When Job talks about a Redeemer then, he is thinking of a near relative who would be willing to pay the price, whatever it was, to get him out of the terrible situation he finds himself in. He believes that such a person exists and is willing to pay the price necessary to set him free that is to give him back his life. Even though everyone else has let him down, he is sure that there is one who will not. Now Job did not understand about the Lord Jesus in the way we can now in this New Testament era but he did by faith look forward to what God was going to do. It is not that there are two Gods as such but that God is a Trinity, including Father and Son. Have you seen it also? Are you looking to Christ as your only Redeemer? Whatever God allows to happen to us – we can be confident if we know the Redeemer.
2. Are you confident of vindication through him?
Job continues and that in the end he will stand upon the earth literally dust which could be taken as "on my grave". Job was confident that even though it all seemed so unfair in this world there was one who would vindicate him in the end, in the world to come. He looked forward to the day of judgement with confidence because of his Redeemer. Are you the same? Can you say ‘I am ready for the judgement for I am looking to Jesus Christ the Redeemer who through his perfect life and death will vindicate me’? If we are looking to Christ, we can be totally confident that there will be no injustice, no unfairness. He will vindicate us.
3. Are you confident of resurrection through him?
There is some debate about this but what Job seems to do next is to look forward to his own death (which he thinks is imminent) and then beyond that to the resurrection. It could be an anticipation of the turn around that comes at the end of the book but it seems more than this. It is more than just a wish too.
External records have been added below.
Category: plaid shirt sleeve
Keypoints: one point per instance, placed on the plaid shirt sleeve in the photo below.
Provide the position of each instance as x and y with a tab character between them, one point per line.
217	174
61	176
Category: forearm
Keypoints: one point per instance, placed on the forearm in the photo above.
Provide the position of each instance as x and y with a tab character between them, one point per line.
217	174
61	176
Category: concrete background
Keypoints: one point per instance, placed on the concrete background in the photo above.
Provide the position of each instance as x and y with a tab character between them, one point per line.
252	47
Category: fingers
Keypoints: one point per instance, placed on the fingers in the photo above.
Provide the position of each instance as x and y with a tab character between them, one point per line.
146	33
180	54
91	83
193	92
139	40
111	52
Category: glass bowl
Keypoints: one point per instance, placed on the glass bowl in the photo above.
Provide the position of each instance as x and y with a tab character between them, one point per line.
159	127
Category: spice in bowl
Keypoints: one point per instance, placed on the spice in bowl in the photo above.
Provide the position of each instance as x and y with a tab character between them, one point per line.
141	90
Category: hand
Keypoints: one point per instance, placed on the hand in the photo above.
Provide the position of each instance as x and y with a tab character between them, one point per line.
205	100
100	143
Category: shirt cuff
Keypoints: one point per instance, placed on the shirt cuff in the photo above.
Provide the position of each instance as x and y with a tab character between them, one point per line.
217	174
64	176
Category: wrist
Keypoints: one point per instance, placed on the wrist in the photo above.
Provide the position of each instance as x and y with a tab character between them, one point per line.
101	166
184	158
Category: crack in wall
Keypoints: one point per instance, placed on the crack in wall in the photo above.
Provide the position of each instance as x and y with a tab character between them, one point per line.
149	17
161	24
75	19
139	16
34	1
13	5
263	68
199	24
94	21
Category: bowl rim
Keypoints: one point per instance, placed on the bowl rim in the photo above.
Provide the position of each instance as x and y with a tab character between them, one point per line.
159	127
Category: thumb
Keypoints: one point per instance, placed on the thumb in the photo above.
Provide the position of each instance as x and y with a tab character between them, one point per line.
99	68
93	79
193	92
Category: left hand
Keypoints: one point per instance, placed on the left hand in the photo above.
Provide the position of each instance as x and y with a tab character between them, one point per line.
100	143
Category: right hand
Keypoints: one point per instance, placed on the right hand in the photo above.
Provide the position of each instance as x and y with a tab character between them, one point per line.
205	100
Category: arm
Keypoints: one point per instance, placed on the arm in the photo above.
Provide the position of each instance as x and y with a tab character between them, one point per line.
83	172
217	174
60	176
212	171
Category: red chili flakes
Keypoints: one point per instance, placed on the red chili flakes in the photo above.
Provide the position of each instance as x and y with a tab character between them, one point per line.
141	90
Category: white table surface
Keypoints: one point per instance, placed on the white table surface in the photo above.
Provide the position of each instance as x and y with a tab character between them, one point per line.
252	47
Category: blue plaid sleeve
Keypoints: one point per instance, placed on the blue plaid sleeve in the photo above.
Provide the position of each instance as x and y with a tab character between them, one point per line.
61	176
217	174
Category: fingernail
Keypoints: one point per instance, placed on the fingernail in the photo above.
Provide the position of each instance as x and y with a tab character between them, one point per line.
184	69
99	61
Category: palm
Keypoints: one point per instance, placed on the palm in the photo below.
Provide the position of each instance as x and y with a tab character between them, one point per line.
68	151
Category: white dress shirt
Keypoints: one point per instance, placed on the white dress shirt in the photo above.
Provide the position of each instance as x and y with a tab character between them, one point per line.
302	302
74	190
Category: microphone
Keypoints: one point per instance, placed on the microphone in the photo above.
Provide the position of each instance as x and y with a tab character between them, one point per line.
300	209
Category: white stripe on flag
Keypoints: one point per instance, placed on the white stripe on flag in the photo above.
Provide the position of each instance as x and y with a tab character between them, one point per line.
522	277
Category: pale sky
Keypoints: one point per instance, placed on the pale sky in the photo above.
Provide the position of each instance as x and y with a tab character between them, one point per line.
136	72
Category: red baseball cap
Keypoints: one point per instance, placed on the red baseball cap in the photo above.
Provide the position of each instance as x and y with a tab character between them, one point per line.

He says with great confidence (26, 27) And after my skin has been destroyed, yet in my flesh I will see God; I myself will see him with my own eyes - I, and not another. How my heart yearns within me! The final phrase expresses Job’s intensity of feeling. Liberal commentators do not like the idea of such a strong statement of resurrection in the Old Testament but it was clearly an Old Testament belief, one held to by the later Old Testament students the Pharisees and by others. There should be no surprise that Job states it so well. Do you have the same confidence – that through Christ the Redeemer you will live again, regardless of what may happen here on earth? If you are truly looking to him, you ought to. Those who trust in him know life forever.
ConclusionVerses 28, 29 do not seem the obvious thing to say after such a high point but Job is turning confidently to his persecutors and warns them that they too need a Redeemer. If you say, How we will hound him, since the root of the trouble lies in him, you should fear the sword yourselves; for wrath will bring punishment by the sword, and then you will know that there is judgement. We all need a Redeemer.
There is no slick answer to the question of how we can have a relationship with a God who does bring innocent suffering but as we struggle (as Job struggled) in God’s grace we will see that there is a living Redeemer in whom we can trust. One writer on Job 19 takes us to the story of Jairus’s daughter and the point where the daughter dies and people tell Jairus to give up. But Jesus says ‘Don’t be afraid. Just trust in me.’ That is the message this morning. It will not bring immediate and automatic relief from suffering or trouble but it means that God is no longer simply an enemy, someone who makes life a misery but one who saves from hell and who gives a glorious future to all his own.